15.01.19
Risk of further deaths at mental health service warns coroner in wake of 22-year-old death
A coroner’s report into the death of a 22-year-old has slammed a mental health service for children and young adults and warned that there is a risk that future deaths will occur unless action is taken.
Assistant coroner for Birmingham and Solihull James Bennett this week issued a prevention of future deaths report following the death of Daniel Collins, who took his own life in April 2018.

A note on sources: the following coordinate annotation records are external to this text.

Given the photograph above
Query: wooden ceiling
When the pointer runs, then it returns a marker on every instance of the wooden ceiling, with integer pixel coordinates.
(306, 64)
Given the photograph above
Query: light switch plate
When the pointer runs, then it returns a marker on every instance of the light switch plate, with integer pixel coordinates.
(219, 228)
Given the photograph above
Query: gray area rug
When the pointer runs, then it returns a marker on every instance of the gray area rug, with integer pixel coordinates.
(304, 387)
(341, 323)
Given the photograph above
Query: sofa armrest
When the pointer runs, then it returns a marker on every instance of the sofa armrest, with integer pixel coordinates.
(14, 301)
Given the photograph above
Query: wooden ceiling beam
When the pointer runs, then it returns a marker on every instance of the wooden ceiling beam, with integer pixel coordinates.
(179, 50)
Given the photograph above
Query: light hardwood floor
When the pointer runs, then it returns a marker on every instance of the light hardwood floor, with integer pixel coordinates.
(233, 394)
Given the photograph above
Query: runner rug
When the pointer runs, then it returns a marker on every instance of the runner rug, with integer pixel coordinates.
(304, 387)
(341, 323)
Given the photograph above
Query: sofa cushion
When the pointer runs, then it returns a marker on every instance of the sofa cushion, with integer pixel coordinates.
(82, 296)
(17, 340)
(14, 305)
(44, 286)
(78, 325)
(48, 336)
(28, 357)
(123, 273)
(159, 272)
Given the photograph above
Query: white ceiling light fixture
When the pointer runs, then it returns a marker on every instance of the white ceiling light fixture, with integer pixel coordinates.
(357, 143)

Collins had been treated by Forward Thinking Birmingham (FTB) crisis team, a mental health service led by Birmingham Women’s and Children’s Hospital FT. After a FTB nurse visited him at his home, she discharged him to a counselling service, Living Well Consortium (LWC).
But they left him to contact the service himself, which Collins never did, and there was no follow up from the FTB crisis team generally or to check whether he had contacted the consortium.
Bennett said that during the course of an inquest, evidence revealed matters giving rise to concern and stated “in my opinion there is a risk that future deaths will occur unless action is taken,” adding that it was therefore his statutory duty to contact FTB and the NHS trust behind it, and the Birmingham and Solihull CCG.
The coroner was critical of the transfer of mental health care for Collins from one mental health service to a second service, and of the decision to place the responsibility to make contact on the patient only 72 hours after attempting to take his own life.
The rational was “it is part of their recovery, empowers them and gives them choices,” but there was system in place to require the FTB crisis team to follow up or notify LWC.
“Therefore, patients are at risk of being lost to the mental health service whilst in crisis/only recently out of crisis,” wrote Bennett.
Directed at the CCG and trust, he added that “in my opinion action should be taken to prevent future deaths and I believe you have power to take such action.”
FTB was hit with an ‘inadequate’ rating by the CQC last year, and in April 2017 a coroner investigation into the life of another young person, Leah Abby Ratheram, found “no co-ordination of care at a time of crisis” between FTB and other mental health services.
CCG interim chief nurse Martin Fahy said the commissioner would be monitoring changes made in the service following Mr Collins’ death.